Both Education Law §3209 and §100.2(x) of the Commissioner’s regulations conform to the definition of “homeless children and youths” in McKinney-Vento.

     In an appeal to the Commissioner, a petitioner has the burden of demonstrating a clear legal right to the relief requested and the burden of establishing the facts upon which petitioner seeks relief (8 NYCRR §275.10; Appeal of Aversa, 48 Ed Dept Rep 523, Decision No. 15,936; Appeal of Hansen, 48 id. 354, Decision No. 15,884; Appeal of P.M., 48 id. 348, Decision No. 15,882).

     On the record before me, I find that petitioner’s sons do not meet the definition of homeless children under either State or federal law.  According to the record, since March 2012, petitioner and his sons have lived at the Rochester address outside the district.  Petitioner provides no documentation to establish that such residence is inadequate, and thus has failed to meet his burden of proving that petitioner and his sons lack a fixed, regular night-time residence.  While it is unfortunate that petitioner and his sons had to leave their in-district residence, there is no evidence in the record that their living arrangement is the type of temporary shelter or other accommodation described in Education Law §3209.  Thus, petitioner has failed to demonstrate that his sons lack a fixed, regular and adequate night-time residence and are homeless (see Appeals of L.B., 50 Ed Dept Rep, Decision No. 16,129; Appeals of P.R., 48 id. 24, Decision No. 15,781; Appeal of S.D., 47 id. 44, Decision No. 15,620).

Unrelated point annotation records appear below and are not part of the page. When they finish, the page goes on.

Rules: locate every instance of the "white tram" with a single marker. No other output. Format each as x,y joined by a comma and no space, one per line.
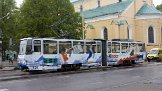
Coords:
54,54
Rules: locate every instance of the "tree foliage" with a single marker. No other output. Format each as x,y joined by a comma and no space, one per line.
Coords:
49,18
159,7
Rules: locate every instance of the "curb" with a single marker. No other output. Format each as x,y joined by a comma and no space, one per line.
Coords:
49,74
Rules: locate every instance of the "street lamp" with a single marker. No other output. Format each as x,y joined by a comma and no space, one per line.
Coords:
1,63
1,41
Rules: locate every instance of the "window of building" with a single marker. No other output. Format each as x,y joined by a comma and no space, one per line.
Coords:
150,35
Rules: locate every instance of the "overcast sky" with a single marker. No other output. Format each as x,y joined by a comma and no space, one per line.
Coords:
156,2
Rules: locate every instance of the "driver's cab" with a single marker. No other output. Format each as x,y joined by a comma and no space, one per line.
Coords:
155,54
30,46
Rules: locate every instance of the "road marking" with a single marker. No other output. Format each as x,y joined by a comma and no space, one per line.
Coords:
96,83
129,69
4,89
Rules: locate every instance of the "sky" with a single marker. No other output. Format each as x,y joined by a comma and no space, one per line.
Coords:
156,2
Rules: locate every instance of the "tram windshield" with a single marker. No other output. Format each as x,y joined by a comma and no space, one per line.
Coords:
50,47
115,47
124,48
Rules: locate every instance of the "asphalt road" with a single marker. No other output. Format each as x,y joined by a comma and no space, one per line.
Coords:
130,79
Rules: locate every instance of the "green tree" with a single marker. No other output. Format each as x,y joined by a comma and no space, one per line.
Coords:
159,7
49,18
7,21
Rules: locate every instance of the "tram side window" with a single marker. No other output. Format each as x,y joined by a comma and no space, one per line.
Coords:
124,47
37,46
50,47
65,47
29,47
141,47
90,47
77,47
115,47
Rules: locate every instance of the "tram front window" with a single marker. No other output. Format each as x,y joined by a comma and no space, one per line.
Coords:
141,47
50,47
124,47
29,47
65,47
115,47
37,46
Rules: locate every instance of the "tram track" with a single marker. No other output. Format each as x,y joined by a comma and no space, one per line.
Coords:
27,75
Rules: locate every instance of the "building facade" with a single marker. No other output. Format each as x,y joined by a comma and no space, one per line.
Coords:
121,19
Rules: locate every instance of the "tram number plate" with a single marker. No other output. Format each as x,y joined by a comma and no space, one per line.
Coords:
35,67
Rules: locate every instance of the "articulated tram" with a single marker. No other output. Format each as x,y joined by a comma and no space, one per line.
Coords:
55,54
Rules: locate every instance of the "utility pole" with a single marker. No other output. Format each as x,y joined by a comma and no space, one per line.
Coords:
81,10
104,52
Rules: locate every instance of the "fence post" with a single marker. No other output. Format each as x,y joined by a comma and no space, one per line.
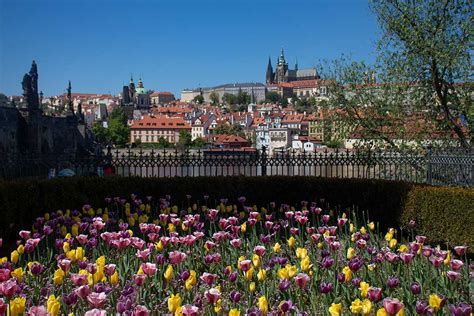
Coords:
429,167
264,161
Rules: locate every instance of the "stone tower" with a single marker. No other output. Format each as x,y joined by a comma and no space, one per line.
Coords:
269,75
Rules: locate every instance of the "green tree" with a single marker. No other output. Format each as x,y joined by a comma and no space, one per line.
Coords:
199,99
272,97
214,98
423,73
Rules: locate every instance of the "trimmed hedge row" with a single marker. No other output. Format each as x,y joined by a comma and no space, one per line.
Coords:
390,203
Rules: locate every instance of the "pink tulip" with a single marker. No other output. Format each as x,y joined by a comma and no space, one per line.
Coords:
392,305
259,250
456,264
25,234
65,264
244,265
96,312
83,291
301,280
8,288
406,257
79,279
176,257
212,295
97,300
460,250
143,254
141,311
139,279
4,274
189,310
3,307
37,311
208,278
149,268
236,243
453,276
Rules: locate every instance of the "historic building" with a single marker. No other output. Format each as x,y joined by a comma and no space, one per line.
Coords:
27,131
283,74
136,97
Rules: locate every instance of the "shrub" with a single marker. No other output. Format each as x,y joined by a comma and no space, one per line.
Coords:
445,215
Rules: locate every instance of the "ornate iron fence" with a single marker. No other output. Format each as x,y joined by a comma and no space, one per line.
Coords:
432,167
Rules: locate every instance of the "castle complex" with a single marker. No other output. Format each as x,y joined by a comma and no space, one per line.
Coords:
283,74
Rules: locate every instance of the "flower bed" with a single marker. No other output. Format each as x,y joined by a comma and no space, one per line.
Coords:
148,257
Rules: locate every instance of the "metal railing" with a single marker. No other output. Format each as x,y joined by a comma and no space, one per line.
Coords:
440,167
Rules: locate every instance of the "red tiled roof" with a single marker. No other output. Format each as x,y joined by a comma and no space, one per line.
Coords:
160,122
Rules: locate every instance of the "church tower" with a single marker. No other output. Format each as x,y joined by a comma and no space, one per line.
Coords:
282,69
269,75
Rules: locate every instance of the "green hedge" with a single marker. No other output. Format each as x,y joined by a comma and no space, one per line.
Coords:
390,203
445,215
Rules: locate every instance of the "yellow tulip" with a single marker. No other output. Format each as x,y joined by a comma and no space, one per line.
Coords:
435,302
159,246
75,230
17,306
58,277
301,253
249,274
256,260
234,312
347,273
191,281
277,248
371,225
305,264
263,305
18,274
218,306
363,287
366,307
20,249
174,302
53,306
356,307
291,241
114,278
283,273
335,309
66,247
350,252
393,243
168,273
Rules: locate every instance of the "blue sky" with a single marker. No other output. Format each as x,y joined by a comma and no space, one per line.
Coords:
173,44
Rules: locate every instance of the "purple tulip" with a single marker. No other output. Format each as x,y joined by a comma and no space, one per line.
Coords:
393,282
325,288
355,263
461,309
415,288
374,294
284,285
235,296
233,277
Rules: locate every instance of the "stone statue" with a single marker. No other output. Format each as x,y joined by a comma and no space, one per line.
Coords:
30,87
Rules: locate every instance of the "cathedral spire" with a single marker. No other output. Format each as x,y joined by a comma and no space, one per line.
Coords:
269,75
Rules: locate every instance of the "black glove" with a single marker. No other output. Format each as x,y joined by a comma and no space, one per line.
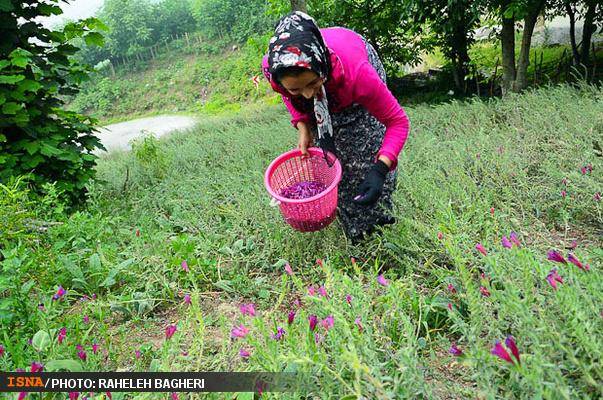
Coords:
371,188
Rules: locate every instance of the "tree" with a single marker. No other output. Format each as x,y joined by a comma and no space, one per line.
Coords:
37,69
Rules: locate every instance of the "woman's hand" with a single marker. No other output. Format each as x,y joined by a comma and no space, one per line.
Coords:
305,138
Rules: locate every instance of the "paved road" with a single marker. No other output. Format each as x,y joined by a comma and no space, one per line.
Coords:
118,136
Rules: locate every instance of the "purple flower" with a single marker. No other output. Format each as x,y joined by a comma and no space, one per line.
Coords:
571,258
60,293
499,351
455,351
510,342
247,309
244,353
382,281
184,266
328,322
239,331
358,323
515,239
280,332
169,331
288,269
62,335
313,320
553,255
553,277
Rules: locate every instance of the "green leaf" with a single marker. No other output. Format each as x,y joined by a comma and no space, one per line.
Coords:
94,38
69,365
41,340
10,108
29,85
11,79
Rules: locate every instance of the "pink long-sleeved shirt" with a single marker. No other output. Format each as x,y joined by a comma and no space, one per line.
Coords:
354,80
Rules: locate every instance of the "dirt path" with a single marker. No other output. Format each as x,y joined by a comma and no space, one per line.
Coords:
118,136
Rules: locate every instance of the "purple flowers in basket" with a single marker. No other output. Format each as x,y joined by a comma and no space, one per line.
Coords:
303,190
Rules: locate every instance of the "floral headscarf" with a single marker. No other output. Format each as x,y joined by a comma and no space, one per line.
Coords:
297,42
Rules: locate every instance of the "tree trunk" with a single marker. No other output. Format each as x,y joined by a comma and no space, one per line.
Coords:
507,41
571,13
299,5
521,79
588,30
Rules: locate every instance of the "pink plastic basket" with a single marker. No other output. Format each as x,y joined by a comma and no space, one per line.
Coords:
313,213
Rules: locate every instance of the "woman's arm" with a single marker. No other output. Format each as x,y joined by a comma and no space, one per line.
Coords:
371,92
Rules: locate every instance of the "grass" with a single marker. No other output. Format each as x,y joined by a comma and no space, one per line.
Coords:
198,197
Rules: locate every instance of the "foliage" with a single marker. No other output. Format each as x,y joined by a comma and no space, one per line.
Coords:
37,70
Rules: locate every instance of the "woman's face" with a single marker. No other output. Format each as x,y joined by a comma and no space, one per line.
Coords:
307,84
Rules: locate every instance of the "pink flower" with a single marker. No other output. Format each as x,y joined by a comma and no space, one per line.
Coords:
239,331
454,350
510,342
62,335
571,258
59,294
553,255
382,281
280,332
515,239
247,309
553,277
169,331
328,322
184,266
313,320
358,323
288,269
244,353
499,351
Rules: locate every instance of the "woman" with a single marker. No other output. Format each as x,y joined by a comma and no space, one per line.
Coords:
333,84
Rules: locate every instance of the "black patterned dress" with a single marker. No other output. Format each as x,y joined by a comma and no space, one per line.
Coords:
358,137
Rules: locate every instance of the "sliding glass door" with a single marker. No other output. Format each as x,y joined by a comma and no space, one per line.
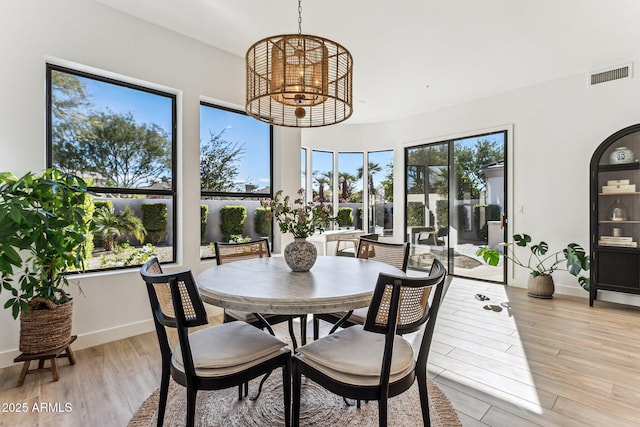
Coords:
455,203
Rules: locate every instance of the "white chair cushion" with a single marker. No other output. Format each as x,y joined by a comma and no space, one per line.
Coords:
228,348
354,356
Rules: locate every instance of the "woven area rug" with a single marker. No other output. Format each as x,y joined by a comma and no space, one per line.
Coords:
318,408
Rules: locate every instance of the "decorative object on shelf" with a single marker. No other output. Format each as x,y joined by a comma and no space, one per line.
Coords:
44,229
540,286
542,263
302,220
618,211
615,252
621,155
299,80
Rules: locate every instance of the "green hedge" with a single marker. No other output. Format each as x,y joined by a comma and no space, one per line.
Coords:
204,214
481,215
232,220
442,213
345,217
154,220
261,224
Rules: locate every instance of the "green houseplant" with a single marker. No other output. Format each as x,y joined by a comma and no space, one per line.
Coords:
43,229
541,263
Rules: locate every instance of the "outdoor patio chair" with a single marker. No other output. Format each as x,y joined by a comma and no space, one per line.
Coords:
348,247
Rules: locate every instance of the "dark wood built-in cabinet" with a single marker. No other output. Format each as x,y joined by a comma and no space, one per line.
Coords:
615,214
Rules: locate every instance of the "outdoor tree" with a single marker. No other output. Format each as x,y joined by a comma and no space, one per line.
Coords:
387,183
219,163
118,150
347,186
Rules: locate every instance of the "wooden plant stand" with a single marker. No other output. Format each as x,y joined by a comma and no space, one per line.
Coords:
52,355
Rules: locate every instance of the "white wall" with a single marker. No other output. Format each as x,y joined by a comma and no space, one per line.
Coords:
555,127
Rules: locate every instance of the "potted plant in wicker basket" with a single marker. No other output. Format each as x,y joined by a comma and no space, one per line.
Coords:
43,227
541,263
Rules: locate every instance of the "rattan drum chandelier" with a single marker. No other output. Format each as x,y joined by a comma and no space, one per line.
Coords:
299,80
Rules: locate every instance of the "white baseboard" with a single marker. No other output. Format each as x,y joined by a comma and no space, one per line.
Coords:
91,339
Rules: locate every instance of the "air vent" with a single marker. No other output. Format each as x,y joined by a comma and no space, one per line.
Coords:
623,72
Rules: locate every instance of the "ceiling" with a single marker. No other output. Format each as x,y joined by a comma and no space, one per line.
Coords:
413,56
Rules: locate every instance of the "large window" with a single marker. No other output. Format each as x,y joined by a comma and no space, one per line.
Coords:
119,137
363,187
235,173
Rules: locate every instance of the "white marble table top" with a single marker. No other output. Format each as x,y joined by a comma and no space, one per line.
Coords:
267,285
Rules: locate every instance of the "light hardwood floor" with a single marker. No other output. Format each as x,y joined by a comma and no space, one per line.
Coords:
540,362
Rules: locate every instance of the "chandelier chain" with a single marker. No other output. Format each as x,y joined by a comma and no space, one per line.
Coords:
299,17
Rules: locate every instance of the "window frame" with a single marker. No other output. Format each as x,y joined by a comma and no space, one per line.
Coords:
239,194
172,192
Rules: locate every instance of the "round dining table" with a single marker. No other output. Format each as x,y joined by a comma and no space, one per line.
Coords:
268,285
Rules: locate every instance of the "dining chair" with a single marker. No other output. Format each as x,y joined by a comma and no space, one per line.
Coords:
213,358
395,254
233,252
375,361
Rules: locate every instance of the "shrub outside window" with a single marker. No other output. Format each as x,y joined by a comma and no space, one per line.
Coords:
235,173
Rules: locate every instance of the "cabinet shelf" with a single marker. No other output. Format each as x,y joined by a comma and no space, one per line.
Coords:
622,193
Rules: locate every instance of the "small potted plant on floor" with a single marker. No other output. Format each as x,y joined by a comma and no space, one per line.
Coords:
541,263
43,228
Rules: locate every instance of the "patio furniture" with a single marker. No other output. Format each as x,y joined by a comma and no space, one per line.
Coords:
233,252
374,362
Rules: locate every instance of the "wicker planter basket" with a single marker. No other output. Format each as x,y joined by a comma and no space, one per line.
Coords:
45,330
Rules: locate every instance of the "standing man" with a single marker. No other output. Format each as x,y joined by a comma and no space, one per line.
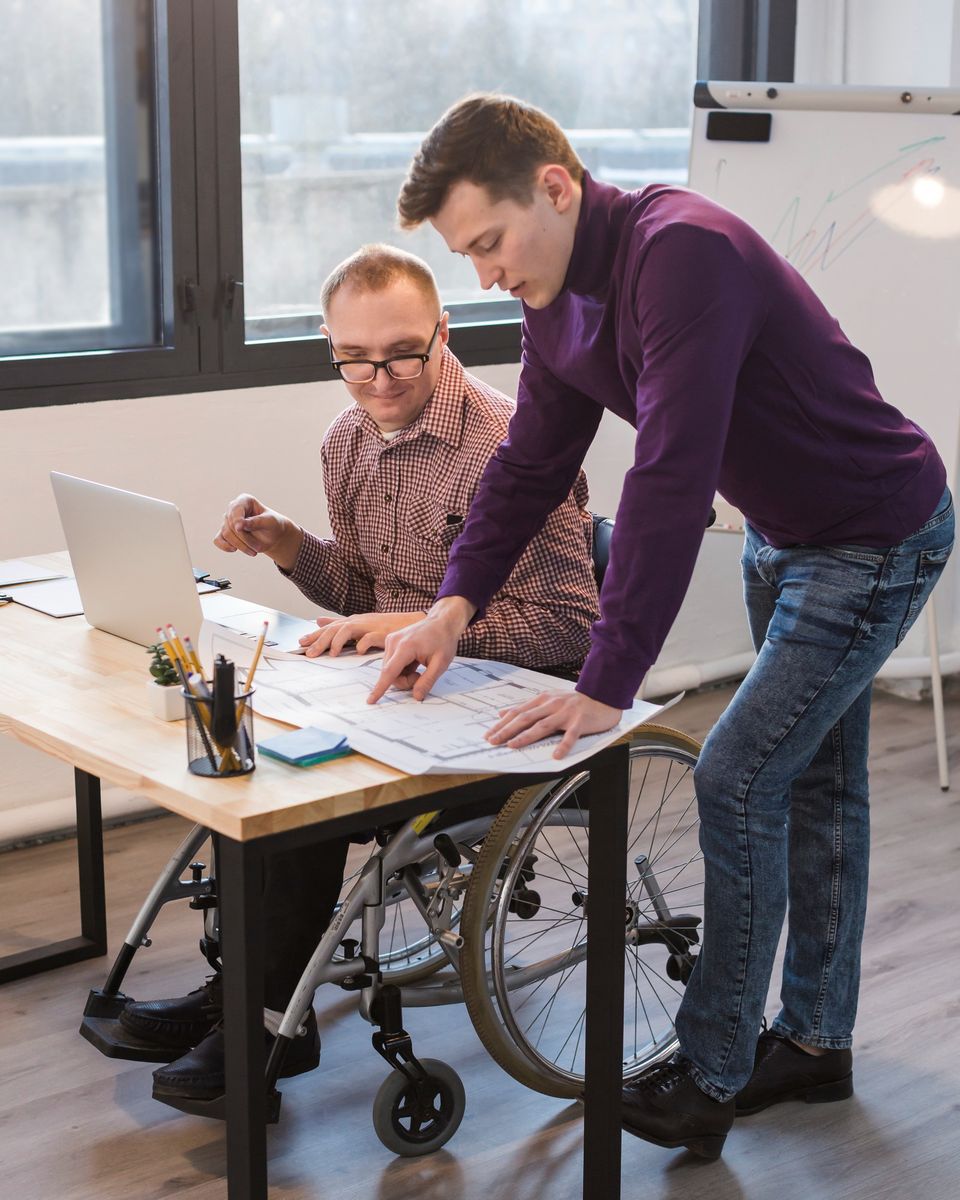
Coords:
401,466
676,316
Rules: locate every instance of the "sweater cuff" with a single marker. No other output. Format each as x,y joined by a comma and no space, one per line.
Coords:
615,683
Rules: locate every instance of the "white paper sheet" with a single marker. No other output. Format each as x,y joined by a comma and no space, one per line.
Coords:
444,735
16,570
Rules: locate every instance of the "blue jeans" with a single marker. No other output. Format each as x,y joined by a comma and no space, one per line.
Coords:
783,795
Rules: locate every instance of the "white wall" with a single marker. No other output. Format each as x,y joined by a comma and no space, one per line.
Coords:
265,439
879,42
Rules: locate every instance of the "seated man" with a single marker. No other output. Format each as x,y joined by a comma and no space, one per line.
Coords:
400,466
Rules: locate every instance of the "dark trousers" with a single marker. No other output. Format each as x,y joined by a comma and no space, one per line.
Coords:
300,888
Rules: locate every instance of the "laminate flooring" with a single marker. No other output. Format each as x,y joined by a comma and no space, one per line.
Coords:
76,1126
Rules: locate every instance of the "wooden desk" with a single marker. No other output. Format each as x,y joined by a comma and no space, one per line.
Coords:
79,694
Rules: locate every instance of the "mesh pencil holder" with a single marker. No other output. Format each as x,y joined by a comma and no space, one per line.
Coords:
232,753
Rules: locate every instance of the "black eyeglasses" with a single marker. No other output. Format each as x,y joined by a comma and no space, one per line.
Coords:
402,366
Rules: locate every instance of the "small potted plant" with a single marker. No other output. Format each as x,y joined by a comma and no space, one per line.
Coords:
163,690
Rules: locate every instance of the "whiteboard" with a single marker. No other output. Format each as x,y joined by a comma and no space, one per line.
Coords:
859,189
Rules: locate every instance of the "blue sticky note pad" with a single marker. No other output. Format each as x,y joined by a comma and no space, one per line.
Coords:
305,747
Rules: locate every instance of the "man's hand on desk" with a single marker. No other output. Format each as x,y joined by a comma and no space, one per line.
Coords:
431,643
255,529
570,712
369,630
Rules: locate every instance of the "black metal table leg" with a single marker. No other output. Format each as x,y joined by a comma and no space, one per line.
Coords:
240,883
610,780
93,941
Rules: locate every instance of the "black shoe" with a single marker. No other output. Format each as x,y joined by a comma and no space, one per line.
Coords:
785,1072
664,1105
178,1024
199,1074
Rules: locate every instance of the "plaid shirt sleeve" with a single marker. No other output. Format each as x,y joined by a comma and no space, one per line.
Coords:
333,571
541,618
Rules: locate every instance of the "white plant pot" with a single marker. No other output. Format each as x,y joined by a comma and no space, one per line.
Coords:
167,703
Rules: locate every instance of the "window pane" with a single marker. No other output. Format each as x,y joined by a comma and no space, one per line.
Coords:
78,215
335,99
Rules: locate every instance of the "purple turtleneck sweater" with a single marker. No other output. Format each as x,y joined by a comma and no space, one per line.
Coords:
679,318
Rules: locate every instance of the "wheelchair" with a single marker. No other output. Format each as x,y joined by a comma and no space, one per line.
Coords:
487,909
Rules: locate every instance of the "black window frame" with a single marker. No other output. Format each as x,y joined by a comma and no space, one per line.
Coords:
201,245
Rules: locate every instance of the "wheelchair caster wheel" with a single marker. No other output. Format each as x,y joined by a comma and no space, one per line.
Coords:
679,967
412,1119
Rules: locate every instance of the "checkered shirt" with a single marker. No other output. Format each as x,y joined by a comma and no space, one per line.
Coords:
397,507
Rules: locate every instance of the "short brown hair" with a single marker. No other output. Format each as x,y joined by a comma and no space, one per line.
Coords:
373,268
492,141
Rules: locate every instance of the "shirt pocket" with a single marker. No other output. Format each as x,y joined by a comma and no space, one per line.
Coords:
433,523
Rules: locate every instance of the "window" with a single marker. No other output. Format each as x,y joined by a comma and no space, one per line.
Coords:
335,100
85,219
177,177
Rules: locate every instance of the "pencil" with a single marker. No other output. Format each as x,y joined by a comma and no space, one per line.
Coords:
192,655
252,670
179,646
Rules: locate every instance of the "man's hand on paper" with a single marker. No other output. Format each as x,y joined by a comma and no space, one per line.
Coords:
431,643
369,630
570,712
255,529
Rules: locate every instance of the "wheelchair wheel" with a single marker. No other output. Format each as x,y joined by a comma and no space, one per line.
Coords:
523,963
417,1119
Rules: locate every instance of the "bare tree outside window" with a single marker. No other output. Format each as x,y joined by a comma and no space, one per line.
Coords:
335,99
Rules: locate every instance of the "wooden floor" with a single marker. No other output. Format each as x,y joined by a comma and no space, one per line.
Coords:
76,1126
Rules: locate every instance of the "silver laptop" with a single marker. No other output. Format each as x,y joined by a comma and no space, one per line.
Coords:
132,567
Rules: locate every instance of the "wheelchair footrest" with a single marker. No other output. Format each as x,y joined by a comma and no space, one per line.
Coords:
113,1041
216,1108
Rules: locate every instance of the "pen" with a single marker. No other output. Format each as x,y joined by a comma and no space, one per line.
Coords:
192,655
252,669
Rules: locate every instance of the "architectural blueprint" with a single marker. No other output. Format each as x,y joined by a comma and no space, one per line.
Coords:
442,735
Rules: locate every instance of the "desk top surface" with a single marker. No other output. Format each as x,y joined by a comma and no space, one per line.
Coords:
81,695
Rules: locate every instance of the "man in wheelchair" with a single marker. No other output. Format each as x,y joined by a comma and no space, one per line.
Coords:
401,466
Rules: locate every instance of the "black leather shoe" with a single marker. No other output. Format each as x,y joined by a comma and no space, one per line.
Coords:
199,1074
178,1024
785,1072
664,1105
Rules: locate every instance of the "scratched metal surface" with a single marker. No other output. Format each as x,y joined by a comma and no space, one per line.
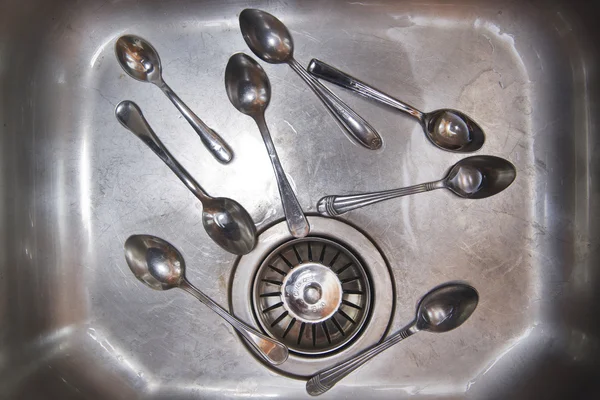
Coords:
75,184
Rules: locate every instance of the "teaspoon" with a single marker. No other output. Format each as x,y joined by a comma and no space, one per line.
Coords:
473,177
140,60
271,41
225,220
448,129
444,308
159,265
249,90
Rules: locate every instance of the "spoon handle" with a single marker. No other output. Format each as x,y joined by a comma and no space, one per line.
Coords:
353,123
271,350
333,205
130,116
211,140
326,379
296,221
325,71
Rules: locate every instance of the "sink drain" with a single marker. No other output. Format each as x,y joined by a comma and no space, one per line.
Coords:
327,296
313,294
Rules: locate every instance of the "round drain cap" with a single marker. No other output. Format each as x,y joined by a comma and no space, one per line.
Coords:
311,292
327,296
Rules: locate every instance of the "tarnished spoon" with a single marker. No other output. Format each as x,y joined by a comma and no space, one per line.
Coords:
159,265
249,90
444,308
141,61
473,177
448,129
225,220
271,41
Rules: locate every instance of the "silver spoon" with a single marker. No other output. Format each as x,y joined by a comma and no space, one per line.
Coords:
270,40
225,220
141,61
441,310
448,129
159,265
473,177
249,91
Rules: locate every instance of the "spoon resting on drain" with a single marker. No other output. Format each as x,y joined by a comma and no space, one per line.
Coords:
475,177
226,222
160,266
140,60
441,310
448,129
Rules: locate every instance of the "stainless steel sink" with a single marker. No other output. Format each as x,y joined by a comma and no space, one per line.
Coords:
75,322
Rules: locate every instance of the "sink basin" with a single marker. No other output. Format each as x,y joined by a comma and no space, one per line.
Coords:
75,184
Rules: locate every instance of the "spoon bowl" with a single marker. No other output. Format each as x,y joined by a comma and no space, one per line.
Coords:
271,41
229,225
247,86
453,130
267,36
478,177
446,307
139,58
159,265
154,262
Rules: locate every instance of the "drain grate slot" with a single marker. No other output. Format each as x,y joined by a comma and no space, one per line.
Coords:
324,296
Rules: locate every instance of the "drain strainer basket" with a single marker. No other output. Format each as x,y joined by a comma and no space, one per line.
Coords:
341,277
313,294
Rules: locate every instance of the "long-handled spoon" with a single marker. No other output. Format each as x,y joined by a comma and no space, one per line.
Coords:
249,91
159,265
271,41
441,310
473,177
225,220
141,61
448,129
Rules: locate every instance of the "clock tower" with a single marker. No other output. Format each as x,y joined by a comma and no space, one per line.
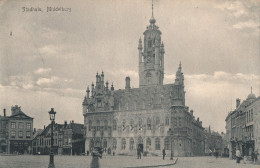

     Additionally, petitioner makes no assertion that his current residence in Rochester is of a temporary or transitional nature.  The record shows that, at the time this appeal was commenced, petitioner and his sons had been living at the Rochester residence for over 19 months.  In addition, there is no evidence that petitioner needs to vacate his current residence or that there is a time limit as to how long he and his sons can reside there (Appeal of a Student with a Disability, 52 Ed Dept Rep, Decision No. 16,404; Appeals of L.B., 50 id., Decision No. 16,129; Appeal of J.U., 50 id., Decision No. 16,095).  Accordingly, based on the record before me, I cannot find respondent’s determination that the students are not homeless to be arbitrary or capricious. 

I also find that respondent provided petitioner an adequate opportunity to address his homeless status and sufficient notice of its final determination. 

With respect to his request for transportation reimbursement, other than his conclusory demand, the petition is devoid of any factual or legal basis for such relief.  In any event, the Commissioner has no authority to award monetary damages, costs or reimbursements in an appeal pursuant to Education Law §310 (Application of Kolbmann, 48 Ed Dept Rep 370, Decision No. 15,888; Appeal of S.B., 48 id. 332, Decision No. 15,875).